I look back. The mothmen are closing in. The thing with them now looks like some kind of bus-sized flying centipede, undulating up and down while gliding on pterodactyl-sized, fleshy wings. Maybe this is the Japanese, man-eating centipede Dearborn mentioned? Ōmukade. But with wings. Could this, as he guessed, simply be a different race of that species? Maybe in Japan this thing doesn’t have wings? Or maybe the poor souls who saw it just couldn’t remember the wings? It pulses with veins of color—green, yellow, red, and purple. Four wide eyes stare at me. I have no idea what this thing is, but, fear or no fear, I don’t want to find out.
Back in the parking lot, two bulls rush toward the building. The rest stay put, pushing their fear into the mob outside Neuro. With little time to spare, I abandon the rifle and step out of the mirror and back into reality.
I’m back for just a fraction of a second, recovering from the painful shift, when Allenby shouts, “What did you do?”
I look out over the parking lot, expecting to see the remains of people whom I’d mistakenly shot with bullets from the mirror dimension. But there are no bodies and no blood. Even the Dread remains are gone, back in their home dimension. It’s the living who have Allenby spooked. The mob is marching forward, just one hundred feet out and closing.

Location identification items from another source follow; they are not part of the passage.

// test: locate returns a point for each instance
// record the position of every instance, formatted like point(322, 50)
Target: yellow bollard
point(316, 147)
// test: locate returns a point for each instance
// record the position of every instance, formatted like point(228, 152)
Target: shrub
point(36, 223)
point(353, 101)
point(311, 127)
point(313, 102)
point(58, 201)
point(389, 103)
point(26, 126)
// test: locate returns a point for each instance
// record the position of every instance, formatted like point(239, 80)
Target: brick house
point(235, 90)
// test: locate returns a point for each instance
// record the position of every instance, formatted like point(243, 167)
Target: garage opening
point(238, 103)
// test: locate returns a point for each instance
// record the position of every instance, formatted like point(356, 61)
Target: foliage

“You need to get back inside,” I say to Allenby and Dearborn before turning to Katzman and the two Dread Squad soldiers. “Hell is about to rain down on this place from the north. If you’re out here when they arrive, you’ll all be shooting each other or jumping off the building.”
“Back inside,” Katzman says to his men, who eagerly obey.

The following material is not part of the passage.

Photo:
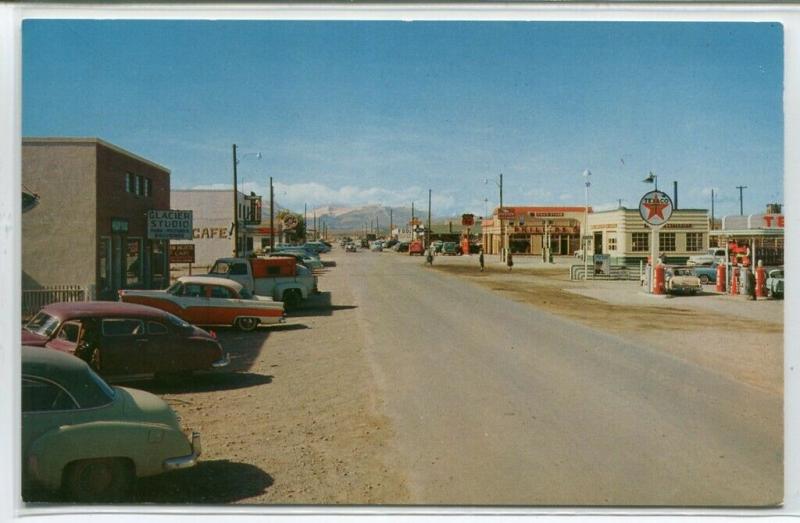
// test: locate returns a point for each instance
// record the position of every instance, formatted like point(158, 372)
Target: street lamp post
point(585, 235)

Allenby lingers. “What’s coming?”
“Bunch of mothmen and some kind of giant flying-centipede thing.”
Dearborn gasps. “Ōmukade.”
“I think so, yeah.” I grasp Allenby’s arm. She doesn’t want to leave. Probably thinks she’ll never see me again. And she might be right, but if she stays here, distracting me, we’re both going to die. “Go. Now.”
When Katzman takes her arm and pulls, she relents. With one last look of concern cast in my direction, she flees past the immobile helicopter and toward the rooftop elevator doors.
Without watching to make sure they make it, I pick up the bow, cinch the assault rifle’s strap tighter, and leap over the side of the roof. I land on the slanted windows and quickly pick up speed, doing a repeat performance of my previous escape, this time with more guns and a clearer purpose. Nine stories slide past in seconds. When I near the bottom, the crowd is within thirty feet. I splay my arms and legs, pushing my palms and boot soles hard against the glass.
My drop off the edge is controlled, and I land on my feet. The mob is upon me, just fifteen feet. Running now. Arms outstretched, eyes angry.